I worry sometimes that I've developed less of an attention span over the years of playing casual games.
I know what you mean.
I think it's a form of burnout -- less patience with the parts of games you don't enjoy. The casual adventures allow you to skip past conversations and "story elements" and get on with the puzzling. And then the "type" of puzzles you encounter in casual games are often more enjoyable than the limited types you find in most current adventure games. Some of us enjoy "door puzzles" and "abstract puzzles" and "mechanical puzzles" and don't much care if they have anything to do with the "story" or not. And if the "story" is some hokey variation on a theme we've seen 16,000 times before, we'd rather have as little to do with it as possible.

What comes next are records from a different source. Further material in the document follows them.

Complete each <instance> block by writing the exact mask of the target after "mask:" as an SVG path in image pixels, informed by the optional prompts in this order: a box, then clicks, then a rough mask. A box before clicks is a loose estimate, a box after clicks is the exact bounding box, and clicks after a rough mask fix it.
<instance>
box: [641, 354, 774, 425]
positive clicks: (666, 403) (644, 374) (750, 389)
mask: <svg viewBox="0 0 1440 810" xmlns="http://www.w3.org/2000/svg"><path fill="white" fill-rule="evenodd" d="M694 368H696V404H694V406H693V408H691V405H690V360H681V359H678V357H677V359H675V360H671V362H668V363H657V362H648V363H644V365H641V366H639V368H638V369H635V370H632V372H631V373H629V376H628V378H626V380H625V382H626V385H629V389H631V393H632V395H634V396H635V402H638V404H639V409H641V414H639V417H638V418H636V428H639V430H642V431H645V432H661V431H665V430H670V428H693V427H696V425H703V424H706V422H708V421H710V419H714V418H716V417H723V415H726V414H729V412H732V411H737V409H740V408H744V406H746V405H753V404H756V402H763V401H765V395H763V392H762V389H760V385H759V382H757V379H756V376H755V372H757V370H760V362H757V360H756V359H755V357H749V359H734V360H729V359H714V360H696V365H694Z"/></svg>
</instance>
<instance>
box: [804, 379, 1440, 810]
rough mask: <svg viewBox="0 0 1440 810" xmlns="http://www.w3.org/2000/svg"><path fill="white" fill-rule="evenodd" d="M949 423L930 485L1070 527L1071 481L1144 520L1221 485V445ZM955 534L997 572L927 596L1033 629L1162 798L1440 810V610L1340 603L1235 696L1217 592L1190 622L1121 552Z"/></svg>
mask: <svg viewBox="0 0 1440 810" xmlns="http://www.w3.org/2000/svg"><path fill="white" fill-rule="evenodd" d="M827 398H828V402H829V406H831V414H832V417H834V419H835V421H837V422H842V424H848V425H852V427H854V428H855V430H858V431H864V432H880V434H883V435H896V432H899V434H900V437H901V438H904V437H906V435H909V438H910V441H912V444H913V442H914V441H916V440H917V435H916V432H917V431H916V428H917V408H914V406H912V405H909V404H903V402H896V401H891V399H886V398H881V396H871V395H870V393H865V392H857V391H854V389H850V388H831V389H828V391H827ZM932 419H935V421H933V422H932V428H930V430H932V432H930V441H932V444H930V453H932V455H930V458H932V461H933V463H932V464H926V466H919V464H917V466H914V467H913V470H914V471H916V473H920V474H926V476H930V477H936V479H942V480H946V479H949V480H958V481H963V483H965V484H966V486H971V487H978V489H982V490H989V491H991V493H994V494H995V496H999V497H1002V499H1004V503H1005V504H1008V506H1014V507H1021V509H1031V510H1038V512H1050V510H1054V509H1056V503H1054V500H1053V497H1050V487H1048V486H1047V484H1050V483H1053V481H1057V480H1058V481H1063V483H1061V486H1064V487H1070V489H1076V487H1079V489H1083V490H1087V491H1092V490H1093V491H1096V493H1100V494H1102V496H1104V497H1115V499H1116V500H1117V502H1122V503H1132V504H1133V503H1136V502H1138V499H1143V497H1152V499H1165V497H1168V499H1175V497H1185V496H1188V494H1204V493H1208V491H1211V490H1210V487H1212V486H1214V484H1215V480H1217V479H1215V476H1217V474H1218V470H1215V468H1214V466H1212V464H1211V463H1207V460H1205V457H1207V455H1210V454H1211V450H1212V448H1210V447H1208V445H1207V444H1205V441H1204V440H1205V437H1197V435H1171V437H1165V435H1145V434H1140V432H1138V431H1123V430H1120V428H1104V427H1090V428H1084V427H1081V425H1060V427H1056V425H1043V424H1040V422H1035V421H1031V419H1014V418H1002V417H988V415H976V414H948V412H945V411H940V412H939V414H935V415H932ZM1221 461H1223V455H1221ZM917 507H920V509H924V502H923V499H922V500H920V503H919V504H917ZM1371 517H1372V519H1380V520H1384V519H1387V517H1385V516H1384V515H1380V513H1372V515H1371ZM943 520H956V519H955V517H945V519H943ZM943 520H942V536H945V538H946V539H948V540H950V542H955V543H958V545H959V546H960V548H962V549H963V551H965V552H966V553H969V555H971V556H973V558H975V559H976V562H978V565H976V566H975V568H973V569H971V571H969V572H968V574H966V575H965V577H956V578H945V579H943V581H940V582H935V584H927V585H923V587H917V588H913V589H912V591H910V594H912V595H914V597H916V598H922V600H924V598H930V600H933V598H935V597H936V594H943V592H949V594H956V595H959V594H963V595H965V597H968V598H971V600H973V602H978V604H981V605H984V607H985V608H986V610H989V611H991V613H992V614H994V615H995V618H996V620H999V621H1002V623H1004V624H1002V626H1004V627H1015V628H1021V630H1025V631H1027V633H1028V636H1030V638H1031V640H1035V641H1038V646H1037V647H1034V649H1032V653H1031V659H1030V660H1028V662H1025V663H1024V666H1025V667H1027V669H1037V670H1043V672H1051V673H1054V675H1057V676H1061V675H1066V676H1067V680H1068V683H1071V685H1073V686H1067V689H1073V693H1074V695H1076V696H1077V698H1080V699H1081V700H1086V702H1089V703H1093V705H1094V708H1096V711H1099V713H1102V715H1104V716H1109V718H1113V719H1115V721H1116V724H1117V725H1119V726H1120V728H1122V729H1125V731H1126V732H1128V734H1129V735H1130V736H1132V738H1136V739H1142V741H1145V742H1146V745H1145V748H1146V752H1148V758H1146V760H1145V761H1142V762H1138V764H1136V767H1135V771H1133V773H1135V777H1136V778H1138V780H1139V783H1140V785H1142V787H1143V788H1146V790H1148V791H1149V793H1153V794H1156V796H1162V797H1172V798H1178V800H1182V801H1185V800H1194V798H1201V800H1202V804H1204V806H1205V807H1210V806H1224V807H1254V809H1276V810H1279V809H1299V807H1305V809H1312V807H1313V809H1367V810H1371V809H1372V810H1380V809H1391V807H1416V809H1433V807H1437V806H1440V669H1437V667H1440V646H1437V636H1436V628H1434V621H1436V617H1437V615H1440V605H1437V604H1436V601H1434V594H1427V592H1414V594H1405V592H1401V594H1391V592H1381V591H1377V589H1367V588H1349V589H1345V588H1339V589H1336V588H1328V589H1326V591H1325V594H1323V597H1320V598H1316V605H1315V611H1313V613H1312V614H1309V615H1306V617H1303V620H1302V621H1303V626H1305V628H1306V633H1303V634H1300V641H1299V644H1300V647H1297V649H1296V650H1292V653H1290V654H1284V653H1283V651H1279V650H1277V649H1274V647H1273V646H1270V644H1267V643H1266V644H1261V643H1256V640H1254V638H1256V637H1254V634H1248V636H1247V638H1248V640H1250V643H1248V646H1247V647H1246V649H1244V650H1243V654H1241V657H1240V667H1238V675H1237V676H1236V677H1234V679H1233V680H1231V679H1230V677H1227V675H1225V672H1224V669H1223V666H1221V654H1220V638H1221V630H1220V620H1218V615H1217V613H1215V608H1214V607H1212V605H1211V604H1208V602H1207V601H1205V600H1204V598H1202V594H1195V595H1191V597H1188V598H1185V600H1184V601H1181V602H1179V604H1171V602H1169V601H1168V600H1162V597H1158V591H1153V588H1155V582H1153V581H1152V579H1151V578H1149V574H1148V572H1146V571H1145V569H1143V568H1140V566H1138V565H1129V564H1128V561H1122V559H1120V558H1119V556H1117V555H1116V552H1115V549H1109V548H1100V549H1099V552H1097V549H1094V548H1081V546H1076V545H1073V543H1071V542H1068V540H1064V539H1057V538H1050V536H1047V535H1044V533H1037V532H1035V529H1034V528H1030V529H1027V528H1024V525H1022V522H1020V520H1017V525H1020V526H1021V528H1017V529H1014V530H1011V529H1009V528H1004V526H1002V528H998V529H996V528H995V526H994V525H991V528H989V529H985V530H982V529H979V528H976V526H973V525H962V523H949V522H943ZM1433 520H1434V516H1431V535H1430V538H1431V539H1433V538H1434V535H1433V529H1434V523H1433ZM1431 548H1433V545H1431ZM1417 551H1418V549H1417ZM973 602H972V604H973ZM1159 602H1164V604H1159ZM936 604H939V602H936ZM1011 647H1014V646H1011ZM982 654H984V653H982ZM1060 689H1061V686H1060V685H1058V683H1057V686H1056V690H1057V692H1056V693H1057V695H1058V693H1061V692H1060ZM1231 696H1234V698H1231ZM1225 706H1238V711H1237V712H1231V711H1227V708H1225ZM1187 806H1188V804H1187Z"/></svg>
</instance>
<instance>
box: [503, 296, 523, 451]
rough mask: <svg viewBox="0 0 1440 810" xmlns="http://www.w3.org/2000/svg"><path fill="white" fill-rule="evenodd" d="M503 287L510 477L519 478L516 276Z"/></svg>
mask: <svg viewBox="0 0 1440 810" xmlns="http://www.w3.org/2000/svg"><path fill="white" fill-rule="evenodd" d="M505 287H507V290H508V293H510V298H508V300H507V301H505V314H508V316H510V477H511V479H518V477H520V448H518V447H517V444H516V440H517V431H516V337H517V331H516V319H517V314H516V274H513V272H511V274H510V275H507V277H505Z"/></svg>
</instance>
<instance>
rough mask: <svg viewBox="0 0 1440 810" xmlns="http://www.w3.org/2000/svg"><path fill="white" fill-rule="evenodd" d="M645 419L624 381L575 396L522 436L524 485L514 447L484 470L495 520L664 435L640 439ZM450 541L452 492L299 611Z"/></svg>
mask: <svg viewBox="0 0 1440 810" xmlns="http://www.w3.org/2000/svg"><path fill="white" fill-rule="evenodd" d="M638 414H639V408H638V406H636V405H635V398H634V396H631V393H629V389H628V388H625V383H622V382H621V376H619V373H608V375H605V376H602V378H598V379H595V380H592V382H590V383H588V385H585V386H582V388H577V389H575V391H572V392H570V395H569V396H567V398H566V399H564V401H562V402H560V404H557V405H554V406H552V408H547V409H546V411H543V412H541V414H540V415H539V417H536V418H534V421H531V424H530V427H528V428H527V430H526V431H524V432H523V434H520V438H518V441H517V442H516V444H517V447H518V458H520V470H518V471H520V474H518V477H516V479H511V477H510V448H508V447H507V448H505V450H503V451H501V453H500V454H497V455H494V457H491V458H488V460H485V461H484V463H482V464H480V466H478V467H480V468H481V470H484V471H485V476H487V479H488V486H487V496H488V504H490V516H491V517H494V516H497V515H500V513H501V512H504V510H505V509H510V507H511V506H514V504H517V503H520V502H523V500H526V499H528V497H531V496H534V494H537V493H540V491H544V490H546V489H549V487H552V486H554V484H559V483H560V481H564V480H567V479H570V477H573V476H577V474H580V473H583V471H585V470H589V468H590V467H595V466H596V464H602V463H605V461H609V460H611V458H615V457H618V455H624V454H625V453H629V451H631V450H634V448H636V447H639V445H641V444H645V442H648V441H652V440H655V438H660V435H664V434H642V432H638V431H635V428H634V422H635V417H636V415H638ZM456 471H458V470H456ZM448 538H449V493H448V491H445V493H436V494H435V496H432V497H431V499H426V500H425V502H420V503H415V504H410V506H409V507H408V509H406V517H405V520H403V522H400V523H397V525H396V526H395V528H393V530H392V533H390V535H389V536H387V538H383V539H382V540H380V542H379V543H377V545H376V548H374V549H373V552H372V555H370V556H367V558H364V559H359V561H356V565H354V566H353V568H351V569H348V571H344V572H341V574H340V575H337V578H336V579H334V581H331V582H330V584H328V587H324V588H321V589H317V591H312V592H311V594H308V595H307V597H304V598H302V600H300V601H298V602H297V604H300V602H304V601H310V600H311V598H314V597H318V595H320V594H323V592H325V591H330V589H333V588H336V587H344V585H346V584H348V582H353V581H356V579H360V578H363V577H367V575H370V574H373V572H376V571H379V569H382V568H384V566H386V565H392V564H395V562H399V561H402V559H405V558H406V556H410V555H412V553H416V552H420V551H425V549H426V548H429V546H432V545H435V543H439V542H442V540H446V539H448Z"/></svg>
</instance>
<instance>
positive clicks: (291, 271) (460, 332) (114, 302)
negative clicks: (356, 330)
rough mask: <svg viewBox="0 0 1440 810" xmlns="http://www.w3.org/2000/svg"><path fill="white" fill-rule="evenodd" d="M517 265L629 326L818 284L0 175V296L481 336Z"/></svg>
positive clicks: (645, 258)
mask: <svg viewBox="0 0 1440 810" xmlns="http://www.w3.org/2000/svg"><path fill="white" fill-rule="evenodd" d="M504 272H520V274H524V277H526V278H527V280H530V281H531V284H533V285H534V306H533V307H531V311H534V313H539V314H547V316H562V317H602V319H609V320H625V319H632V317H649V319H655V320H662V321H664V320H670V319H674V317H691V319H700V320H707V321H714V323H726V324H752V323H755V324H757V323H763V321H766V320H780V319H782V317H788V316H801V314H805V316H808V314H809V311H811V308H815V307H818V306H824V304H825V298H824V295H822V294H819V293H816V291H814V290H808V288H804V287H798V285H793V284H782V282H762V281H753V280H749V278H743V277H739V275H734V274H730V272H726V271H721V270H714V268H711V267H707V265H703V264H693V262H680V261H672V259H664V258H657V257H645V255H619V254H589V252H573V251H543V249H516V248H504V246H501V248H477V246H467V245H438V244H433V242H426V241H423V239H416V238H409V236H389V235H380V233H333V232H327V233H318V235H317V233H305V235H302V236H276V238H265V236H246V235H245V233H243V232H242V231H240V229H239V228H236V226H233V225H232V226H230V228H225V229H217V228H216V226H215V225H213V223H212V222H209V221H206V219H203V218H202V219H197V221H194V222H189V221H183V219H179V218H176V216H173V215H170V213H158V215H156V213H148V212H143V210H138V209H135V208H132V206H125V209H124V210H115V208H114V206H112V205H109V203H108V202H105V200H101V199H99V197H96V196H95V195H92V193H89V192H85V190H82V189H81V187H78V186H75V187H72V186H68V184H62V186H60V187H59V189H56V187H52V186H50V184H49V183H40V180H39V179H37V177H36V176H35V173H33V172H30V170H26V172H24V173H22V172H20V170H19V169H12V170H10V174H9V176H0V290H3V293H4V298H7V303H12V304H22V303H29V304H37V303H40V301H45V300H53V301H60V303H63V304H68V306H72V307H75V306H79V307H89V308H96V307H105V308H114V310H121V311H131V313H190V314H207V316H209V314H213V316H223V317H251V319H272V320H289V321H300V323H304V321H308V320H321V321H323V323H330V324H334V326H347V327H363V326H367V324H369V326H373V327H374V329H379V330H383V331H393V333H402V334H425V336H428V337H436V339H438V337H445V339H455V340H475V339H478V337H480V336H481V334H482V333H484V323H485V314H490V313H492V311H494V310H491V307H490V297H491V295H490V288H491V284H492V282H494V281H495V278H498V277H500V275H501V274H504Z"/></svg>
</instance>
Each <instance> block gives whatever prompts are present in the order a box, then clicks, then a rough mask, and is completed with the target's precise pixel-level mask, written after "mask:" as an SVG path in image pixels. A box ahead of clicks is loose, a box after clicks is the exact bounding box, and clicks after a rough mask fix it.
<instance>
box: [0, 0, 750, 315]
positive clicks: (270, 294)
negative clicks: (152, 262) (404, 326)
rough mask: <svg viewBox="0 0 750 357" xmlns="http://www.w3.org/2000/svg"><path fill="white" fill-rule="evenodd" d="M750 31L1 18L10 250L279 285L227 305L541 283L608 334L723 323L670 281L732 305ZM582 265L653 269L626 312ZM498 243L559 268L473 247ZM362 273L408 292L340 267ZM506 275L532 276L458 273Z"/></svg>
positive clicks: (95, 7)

The first adventure games I played were 1st person puzzle-oriented games where any "character interaction" was limited to a handful of cut scenes. So the first time I encountered a game with dialogue (in my case, it was Titanic: Adventure Out of Time), it was a novelty to be able to interact with other characters and have conversations with them. But by 2014, conversations have long since ceased to be a novelty, and in some cases they comprise the bulk of the game. At some point the experience changes from "me playing the game" to "the game playing me" -- telling me where to go and what I can and can't do rather than me exploring and figuring out what to do on my own. At that point, I want to leave and go somewhere else.